Ha pasado mucho tiempo desde que el Consejo de Seguridad de la Organización de las Naciones Unidas (ONU) denunciara, en 2001 y 2002, las conexiones existentes entre la explotación minera en la República Democrática del Congo (RDC) y la continuidad de su conflicto armado. Desde entonces, varias investigaciones encabezadas por la ONU y organizaciones no gubernamentales han relacionado la extracción de diversos minerales con constantes violaciones de los derechos humanos y millones de muertos y desplazados en la RDC y otros estados como Colombia, Birmania, Zimbawe o la República Centro Africana. Estos son los conocidos como “minerales de conflicto”, aquellos minerales extraídos en zonas de conflicto armado cuya extracción implica la violación de los derechos humanos y situaciones de esclavitud.

Aunque la lista de minerales de conflicto es mayor, comúnmente se destacan la casiterita, la columbita-tantalita o coltán, el wolframio y el oro. La importancia y el gran valor de estos minerales de conflicto radica en que son un componente esencial en multitud de productos electrónicos, como teléfonos móviles, ordenadores portátiles o consolas de juego. Por esta razón, los impactos sociales, políticos y medioambientales del suministro de los citados minerales puede ser atribuido de una manera más o menos directa a la industria electrónica.
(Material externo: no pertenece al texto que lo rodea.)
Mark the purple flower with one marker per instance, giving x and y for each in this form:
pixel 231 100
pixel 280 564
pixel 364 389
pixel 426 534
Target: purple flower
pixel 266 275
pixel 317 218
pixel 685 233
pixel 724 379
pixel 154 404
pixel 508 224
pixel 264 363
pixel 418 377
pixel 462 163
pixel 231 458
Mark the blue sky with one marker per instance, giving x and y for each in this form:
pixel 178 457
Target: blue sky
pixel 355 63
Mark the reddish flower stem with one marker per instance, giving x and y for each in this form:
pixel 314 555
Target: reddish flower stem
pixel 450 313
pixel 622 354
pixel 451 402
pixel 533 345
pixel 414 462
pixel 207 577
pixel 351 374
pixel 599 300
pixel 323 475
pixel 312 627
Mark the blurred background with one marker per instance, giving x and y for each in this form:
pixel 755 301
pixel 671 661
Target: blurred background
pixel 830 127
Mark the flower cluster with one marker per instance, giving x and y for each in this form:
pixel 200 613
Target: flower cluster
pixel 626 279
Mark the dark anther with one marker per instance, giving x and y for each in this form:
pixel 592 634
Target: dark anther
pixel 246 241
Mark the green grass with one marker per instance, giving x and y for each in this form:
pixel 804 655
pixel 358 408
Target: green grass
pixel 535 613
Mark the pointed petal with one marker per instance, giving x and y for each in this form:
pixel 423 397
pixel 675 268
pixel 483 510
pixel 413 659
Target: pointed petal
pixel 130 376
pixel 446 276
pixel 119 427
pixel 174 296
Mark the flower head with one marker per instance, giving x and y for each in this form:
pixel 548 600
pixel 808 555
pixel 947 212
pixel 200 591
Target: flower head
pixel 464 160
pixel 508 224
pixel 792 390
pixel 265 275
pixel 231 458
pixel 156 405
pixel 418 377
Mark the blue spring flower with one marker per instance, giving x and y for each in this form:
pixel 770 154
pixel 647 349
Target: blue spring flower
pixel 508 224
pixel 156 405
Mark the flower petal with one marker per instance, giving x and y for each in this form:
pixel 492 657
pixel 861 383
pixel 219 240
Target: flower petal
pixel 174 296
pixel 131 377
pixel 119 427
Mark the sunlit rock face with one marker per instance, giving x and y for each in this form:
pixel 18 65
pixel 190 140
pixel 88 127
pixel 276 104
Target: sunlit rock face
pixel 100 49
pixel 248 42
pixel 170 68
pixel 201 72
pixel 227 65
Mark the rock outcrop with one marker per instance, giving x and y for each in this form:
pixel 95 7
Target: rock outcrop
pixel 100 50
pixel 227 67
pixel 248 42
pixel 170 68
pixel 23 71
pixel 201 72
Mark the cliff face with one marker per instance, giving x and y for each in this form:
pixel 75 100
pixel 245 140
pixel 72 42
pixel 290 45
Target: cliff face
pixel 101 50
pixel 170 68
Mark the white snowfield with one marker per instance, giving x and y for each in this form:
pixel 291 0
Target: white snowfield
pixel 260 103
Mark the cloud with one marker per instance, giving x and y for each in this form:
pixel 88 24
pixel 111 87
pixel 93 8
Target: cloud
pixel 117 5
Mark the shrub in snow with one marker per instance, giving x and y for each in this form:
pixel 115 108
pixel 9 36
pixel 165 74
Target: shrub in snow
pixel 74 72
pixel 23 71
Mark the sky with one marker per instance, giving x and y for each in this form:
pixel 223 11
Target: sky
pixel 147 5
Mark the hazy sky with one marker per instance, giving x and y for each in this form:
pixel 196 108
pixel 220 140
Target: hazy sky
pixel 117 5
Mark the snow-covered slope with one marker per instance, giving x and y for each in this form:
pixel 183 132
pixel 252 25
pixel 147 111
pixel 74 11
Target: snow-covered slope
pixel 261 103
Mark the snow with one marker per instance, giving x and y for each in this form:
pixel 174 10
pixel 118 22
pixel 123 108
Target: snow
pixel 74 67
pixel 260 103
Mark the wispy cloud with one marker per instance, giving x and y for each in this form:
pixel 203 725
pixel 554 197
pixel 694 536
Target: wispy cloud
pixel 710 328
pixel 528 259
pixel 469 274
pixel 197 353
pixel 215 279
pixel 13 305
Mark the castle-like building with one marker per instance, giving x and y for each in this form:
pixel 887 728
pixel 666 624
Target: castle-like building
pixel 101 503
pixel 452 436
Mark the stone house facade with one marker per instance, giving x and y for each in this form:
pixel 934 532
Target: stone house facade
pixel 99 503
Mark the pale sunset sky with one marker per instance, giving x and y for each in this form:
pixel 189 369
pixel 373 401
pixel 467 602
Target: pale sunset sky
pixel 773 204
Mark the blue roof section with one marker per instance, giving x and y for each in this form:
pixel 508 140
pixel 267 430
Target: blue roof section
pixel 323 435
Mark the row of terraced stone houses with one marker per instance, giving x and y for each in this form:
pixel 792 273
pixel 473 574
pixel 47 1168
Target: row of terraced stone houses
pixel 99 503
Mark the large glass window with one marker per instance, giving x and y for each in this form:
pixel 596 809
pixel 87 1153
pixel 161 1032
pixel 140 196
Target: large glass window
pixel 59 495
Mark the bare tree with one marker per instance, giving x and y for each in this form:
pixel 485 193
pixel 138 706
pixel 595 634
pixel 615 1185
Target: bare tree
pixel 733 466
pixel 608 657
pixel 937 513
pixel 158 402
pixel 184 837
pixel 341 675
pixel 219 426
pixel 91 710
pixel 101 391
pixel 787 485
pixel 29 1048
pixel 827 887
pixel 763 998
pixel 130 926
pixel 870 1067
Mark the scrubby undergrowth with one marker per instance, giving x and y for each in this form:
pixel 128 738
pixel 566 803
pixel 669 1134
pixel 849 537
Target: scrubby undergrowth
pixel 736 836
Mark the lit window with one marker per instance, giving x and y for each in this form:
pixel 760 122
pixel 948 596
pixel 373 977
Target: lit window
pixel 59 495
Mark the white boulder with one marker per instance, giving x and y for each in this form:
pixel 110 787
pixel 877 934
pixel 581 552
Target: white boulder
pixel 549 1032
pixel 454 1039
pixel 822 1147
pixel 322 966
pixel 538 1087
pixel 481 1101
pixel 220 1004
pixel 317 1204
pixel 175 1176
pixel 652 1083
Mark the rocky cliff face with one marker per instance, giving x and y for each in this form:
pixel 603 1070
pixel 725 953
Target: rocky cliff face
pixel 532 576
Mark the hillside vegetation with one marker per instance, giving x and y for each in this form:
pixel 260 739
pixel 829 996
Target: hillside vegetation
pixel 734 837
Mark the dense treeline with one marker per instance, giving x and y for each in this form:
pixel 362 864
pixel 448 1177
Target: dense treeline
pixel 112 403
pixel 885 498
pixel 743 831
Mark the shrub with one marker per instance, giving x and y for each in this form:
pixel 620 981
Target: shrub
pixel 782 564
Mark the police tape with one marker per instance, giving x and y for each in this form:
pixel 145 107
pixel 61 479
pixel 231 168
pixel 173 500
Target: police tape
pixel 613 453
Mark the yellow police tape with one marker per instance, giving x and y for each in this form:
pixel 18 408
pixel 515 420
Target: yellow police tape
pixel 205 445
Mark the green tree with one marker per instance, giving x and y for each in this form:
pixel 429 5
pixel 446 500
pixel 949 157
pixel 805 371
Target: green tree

Según la red EurAC (European Network for Central Africa):

“diversos grupos armados, incluido el ejército nacional, siguen controlando la explotación y el comercio de los minerales – a saber la casiterita, la wolframita, el coltán y el oro – en ciertas regiones de Kivu, Maniema, Katanga y de la provincia oriental, con la complicidad de los países vecinos y de numerosos actores económicos de todo el mundo».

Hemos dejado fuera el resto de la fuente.